Andai in camera da letto, posai i suoi slip sul comodino e tornai in cucina a prepararmi qualcosa da mangiare, con musica da ascoltare, o una partita dei mondiali, perchè no, qualcosa che mi distraesse dai grossi temi e valori della vita dei quali, dopo una vita, non ne posso più.

Fu solo a tarda notte, quando mi coricai, che gli occhi mi corsero su quel lembo di infinito.

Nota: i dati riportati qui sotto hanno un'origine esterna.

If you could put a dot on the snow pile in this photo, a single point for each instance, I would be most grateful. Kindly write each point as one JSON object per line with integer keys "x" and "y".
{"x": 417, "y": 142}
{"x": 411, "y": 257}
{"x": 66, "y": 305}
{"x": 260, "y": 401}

Avevo già immaginato l'eccitazione di rituffarmi in quegli odori, ma desideravo qualcosa di più, magari un'eiaculazione accorata proprio in quel punto, ma erano umori già fusi, in quel punto, e sapori... già...

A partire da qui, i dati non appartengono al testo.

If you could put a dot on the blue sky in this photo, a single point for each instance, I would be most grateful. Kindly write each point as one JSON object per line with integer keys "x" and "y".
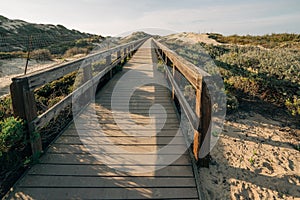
{"x": 114, "y": 17}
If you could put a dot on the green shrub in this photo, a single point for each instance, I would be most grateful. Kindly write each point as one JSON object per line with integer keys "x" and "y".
{"x": 293, "y": 105}
{"x": 41, "y": 55}
{"x": 74, "y": 51}
{"x": 5, "y": 107}
{"x": 12, "y": 133}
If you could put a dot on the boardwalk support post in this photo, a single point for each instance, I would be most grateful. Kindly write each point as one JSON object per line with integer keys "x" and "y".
{"x": 24, "y": 107}
{"x": 205, "y": 125}
{"x": 107, "y": 63}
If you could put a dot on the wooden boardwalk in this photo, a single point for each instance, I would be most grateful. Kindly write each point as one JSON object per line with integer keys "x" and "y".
{"x": 104, "y": 154}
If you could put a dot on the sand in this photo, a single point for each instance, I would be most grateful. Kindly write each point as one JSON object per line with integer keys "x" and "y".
{"x": 193, "y": 38}
{"x": 255, "y": 158}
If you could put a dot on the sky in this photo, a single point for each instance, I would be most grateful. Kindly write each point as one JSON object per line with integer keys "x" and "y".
{"x": 118, "y": 17}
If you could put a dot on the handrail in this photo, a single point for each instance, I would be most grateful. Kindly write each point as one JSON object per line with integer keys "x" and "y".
{"x": 22, "y": 87}
{"x": 200, "y": 117}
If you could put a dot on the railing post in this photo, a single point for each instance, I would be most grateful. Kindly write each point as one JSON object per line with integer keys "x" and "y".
{"x": 206, "y": 113}
{"x": 24, "y": 106}
{"x": 125, "y": 53}
{"x": 173, "y": 89}
{"x": 87, "y": 75}
{"x": 118, "y": 54}
{"x": 197, "y": 133}
{"x": 107, "y": 63}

Mi distesi calmo e tranquillo, come quando decido di farmi una sega, che è far l'amore con me, oltre che con lei, osservare placido il mio membro che inizia a prendere forma, indurendo, disegnando una natura spavalda, quasi superba. Mi piace scappellarlo fino in fondo e mostrare ben tesa l'asta tenendola per la base, ben scavata per mostrarla svettante in tutta la sua lunghezza, agitandola dolcemente come ad esibirla. C'è un gusto nel maschio a mostrare il suo cazzo che lei a volte neanche immagina, anzi cerca di minimizzare per non far vedere d'essere cazzodipendente, e invece il maschio ama farselo afferrare e mostrare, magnificare, esporre a chi sa apprezzare. Come faceva Eva, che sapeva raddoppiarne la consistenza al solo ansimare, alla sola sua vista.. hhmm..

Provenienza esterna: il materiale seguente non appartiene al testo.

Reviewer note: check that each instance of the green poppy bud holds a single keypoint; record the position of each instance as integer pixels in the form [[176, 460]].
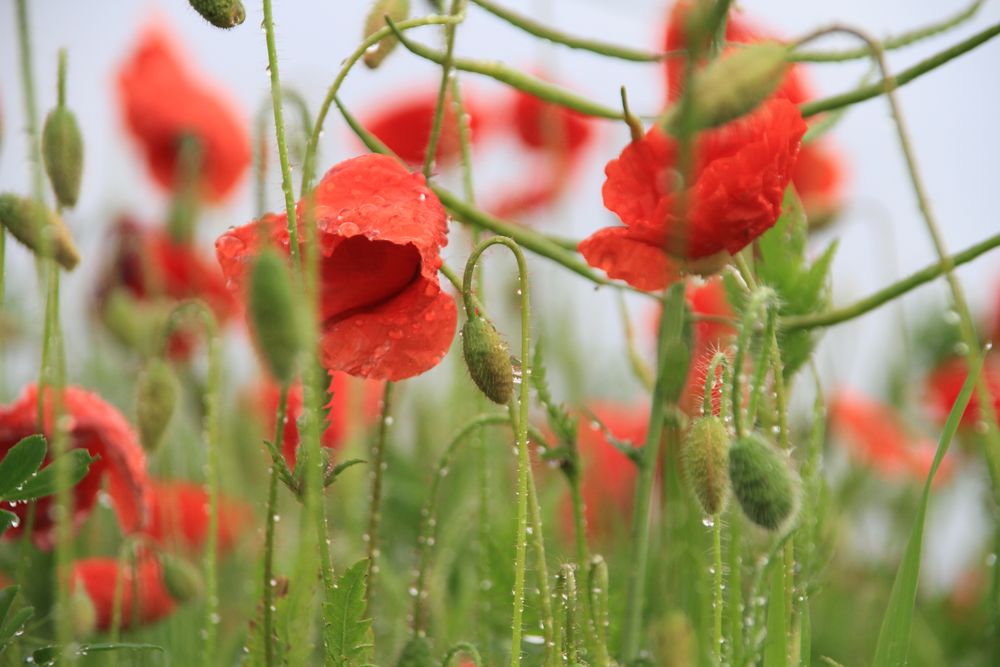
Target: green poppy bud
[[397, 10], [62, 153], [762, 482], [705, 458], [488, 359], [220, 13], [156, 398], [39, 228], [274, 316]]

Con la destra già lo facevo andare, di buon passo, umettandolo con la saliva, e trattandolo a volte anche energicamente, mentre con la sinistra tenevo i suoi slip sul mio naso, come un tampone di cloroformio, per cercare l'estasi... ma non mi bastava... lasciai andare il mio cazzo, che si adagiò di lato, paonazzo, bagnato, che emanava odori che percepivo inebriato nelle pause dal tampone... Smisi di toccarmi, il che mi piaceva, era come affidarmi a lei... Presi gli slip con le due mani, tendendo la parte che si era imbevuta della sua fica, stirata, come la pelle di un tamburo... iniziai ad annusare... dopodichè timidamente iniziai a sfiorarla con la punta della lingua... e poi leccare... il respiro iniziò a farsi concitato, e il tessuto ad ammorbidirsi alla mia saliva... che le mie labbra cominciarono quasi a spingere con forza nella trama fino a renderla intrisa. D'un tratto i sapori ripresero vita, sostanza, tornarono a scorrere, ad emanare l'intenso effluvio che ben conoscevo quando mi perdevo concitato fra le sue gambe. E succhiavo, tiravo con le labbra la stoffa nella mia bocca, e succhiavo fino a renderla poco più che umida, e deglutivo il suo dentro... e finii per annaspare con la bocca, mordere con le labbra, rantolare eccitatissimo come se lei fosse lì, a cavalcioni sul mio viso, che me la offriva tenendola ben larga con le mani e me la strusciava sul muso, e toglieva le mani e mi scopava tutta la faccia, schizzandomi, come la mia verga, che si fece solo prendere e tendere prima di sburrare in due tre riprese sulla mia pancia.

Ero libero, come sotto la cascata di un torrente di montagna, cosciente di amare Eva come di saperla dimenticare, perchè riuscivo a stare con lei anche quando non c'era, anche quando viveva la sua vita che non poteva essere spazzata via con un colpo di spugna, come la mia, che non poteva...

D'un tratto sentii bussare alla porta... a quest'ora?